Bishop Brown said it’s also possible that some issues with the neighbors could be playing out, maybe young people and perhaps some of the folks in the area that have been abusing drugs as of late.
Bishop Brown said there has also been quite a rat and rodent problem in the area as of late due to construction at the former St. Therese Church up the street, so that did lead to an issue with a problematic neighbor the previous day. He said there has been a lot of drug use and alcohol abuse in the area lately, and the church membership has been cleaning up needles, liquor bottles and other drug-related refuse from the property frequently, and someone engaging in those activities could also be to blame.
He said it could simply be someone with a mental health issues, and he urged that it would be important to find out the reasons for the action – even if that is the case.
“As small as it may seem, it’s hard,” he said. “If it turns out that it would be a young man with mental health issues, even with that you have to understand the nature of why that person would do this. It could be a sign of another thing.”
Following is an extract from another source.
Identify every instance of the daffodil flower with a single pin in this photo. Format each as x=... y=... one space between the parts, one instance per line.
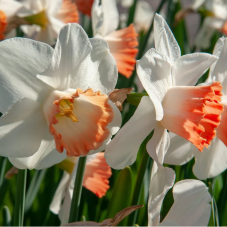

Everett Police responded immediately and have quite a few resources devoted to the matter, and were swarming the neighborhood Thursday morning looking for evidence, and Mayor Carlo DeMaria has pledged to get to the bottom of the act as soon as possible.
There is possibly surveillance video that could be used to figure out who it might be. If it’s someone the church can identify – a neighbor or such – that would be much better, he said, than if it were someone they didn’t know.
“If there is video and you see them doing this and we don’t know who it is, then you have to start to wonder what is behind it,” he concluded.